To mark his collaboration with Fender on the launch of their new Highway Series, we caught up with singer-songwriter Hak Baker to discuss learning guitar in prison, the reception to his debut album World’s End FM, and his plans for a well-earned break in Colombia.

Hak Baker

“I’m always hailing the community, and I think everyone has a duty to do that,” says east London lyricist Hak Baker, reflecting on an acoustic performance he’s just delivered alongside his trumpet player Sam at Whitechapel Market.

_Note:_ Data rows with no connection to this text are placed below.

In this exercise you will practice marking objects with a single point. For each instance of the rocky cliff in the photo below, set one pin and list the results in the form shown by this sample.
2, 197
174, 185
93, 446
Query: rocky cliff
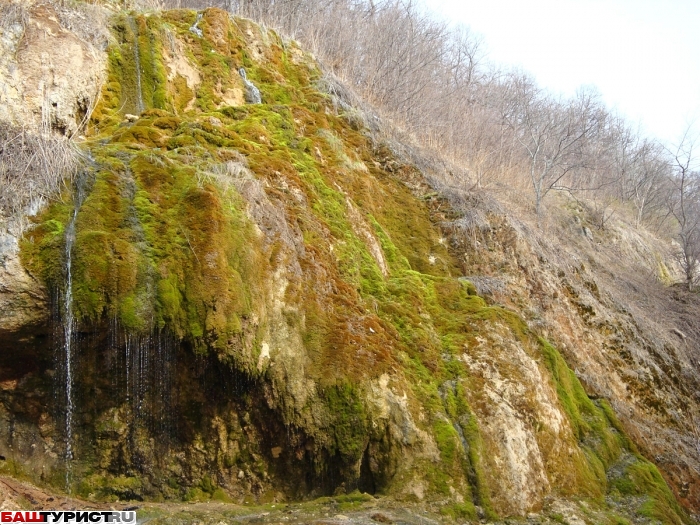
266, 302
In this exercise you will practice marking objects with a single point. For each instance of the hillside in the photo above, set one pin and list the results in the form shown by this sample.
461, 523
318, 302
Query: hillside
268, 300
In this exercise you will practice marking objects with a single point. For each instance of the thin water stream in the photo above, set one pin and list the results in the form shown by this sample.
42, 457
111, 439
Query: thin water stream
137, 63
68, 322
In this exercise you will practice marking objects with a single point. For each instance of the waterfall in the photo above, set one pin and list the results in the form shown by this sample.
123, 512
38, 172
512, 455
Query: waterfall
194, 29
252, 93
66, 352
137, 64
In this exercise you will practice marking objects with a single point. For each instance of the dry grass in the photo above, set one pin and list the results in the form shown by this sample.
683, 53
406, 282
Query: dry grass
33, 168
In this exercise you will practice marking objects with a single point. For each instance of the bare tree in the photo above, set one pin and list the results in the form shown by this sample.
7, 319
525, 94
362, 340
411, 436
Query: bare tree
686, 206
552, 132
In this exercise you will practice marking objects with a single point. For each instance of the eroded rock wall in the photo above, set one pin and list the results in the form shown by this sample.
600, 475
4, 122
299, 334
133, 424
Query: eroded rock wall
264, 293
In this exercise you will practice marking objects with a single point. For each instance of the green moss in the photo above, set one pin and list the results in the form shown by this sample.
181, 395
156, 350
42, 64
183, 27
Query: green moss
350, 422
606, 447
459, 511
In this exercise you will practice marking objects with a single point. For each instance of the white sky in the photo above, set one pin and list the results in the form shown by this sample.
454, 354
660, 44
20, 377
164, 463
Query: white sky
642, 55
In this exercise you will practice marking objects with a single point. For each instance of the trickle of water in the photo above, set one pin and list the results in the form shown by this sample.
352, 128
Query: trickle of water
68, 328
137, 62
196, 29
252, 93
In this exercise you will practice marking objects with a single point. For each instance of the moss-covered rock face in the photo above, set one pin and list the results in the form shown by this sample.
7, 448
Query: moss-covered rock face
267, 309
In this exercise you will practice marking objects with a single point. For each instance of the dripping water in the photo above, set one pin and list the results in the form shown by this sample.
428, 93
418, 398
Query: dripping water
196, 30
67, 350
252, 93
137, 63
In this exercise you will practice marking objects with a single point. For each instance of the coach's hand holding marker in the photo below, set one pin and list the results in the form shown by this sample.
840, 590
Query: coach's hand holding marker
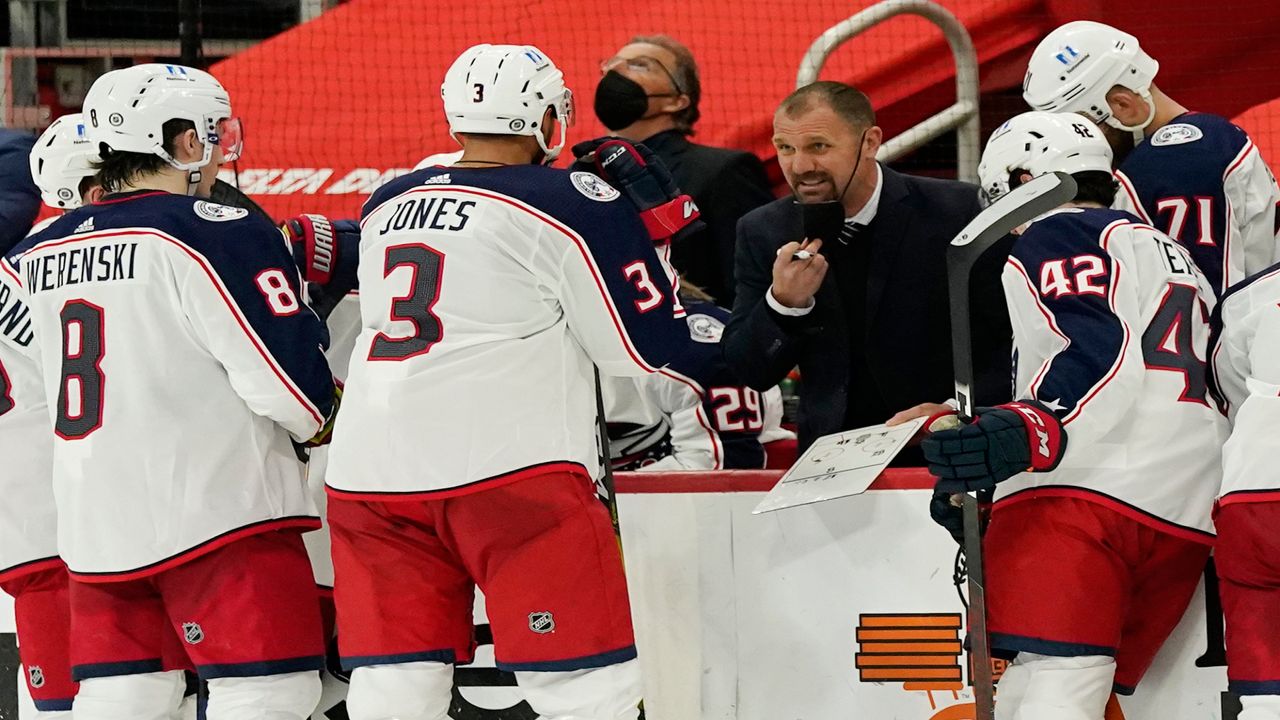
798, 273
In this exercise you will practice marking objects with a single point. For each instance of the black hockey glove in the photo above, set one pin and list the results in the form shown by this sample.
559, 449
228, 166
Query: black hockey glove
645, 181
950, 514
325, 251
1000, 443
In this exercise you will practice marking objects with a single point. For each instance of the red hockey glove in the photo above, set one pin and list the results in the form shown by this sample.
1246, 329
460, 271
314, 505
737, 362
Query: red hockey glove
644, 180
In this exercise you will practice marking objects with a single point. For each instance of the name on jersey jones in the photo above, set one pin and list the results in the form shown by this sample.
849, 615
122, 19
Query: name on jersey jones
430, 213
83, 264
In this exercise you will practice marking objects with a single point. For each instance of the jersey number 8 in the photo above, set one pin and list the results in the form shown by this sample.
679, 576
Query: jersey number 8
81, 388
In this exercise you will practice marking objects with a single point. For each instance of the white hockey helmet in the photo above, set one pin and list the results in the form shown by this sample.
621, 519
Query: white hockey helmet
1041, 142
127, 110
506, 90
1075, 65
60, 160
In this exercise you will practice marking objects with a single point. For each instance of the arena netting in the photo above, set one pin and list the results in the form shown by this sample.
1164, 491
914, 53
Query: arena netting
337, 105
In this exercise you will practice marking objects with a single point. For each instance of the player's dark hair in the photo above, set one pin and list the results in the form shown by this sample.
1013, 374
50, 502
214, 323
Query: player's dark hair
118, 169
1096, 186
848, 101
685, 74
1091, 186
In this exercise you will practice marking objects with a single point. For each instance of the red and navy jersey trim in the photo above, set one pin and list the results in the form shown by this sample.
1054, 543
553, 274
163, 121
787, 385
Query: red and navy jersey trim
1132, 511
467, 488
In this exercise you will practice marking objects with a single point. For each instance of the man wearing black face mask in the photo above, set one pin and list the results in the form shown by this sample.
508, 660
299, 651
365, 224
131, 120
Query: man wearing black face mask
848, 278
649, 92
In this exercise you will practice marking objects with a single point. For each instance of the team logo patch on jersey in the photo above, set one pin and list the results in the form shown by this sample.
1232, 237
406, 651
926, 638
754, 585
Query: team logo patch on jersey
704, 328
216, 213
1176, 133
594, 187
542, 623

We’re sat in the pub opposite the station, London Hospital Tavern, and Hak’s spent the afternoon out in the cold, chatting with fans and playing them a brand new unreleased track, Luvly’.

Luvly’ is about not loving yourself that much, so you can’t accept love from people that wanna give you it,” says Hak. “I’m probably not getting better at accepting love, but I try not to concentrate on it too much. I feel like I’m in a good place in my career and I just want to concentrate on that. I feel happier, I don’t get as sad, my mind is focused… so I think, ultimately, I’m doing better. But I’m not there yet.”

Everything is a journey, after all, and Hak has been on a pretty remarkable one in recent years. If you’d told him a decade ago that he’d cap off a year in which he released his debut album Worlds End FM and completed a solo headline tour he described as “the best days of me life” by helping launch Fender’s new cutting-edge acoustic guitar series, he might’ve raised an eyebrow.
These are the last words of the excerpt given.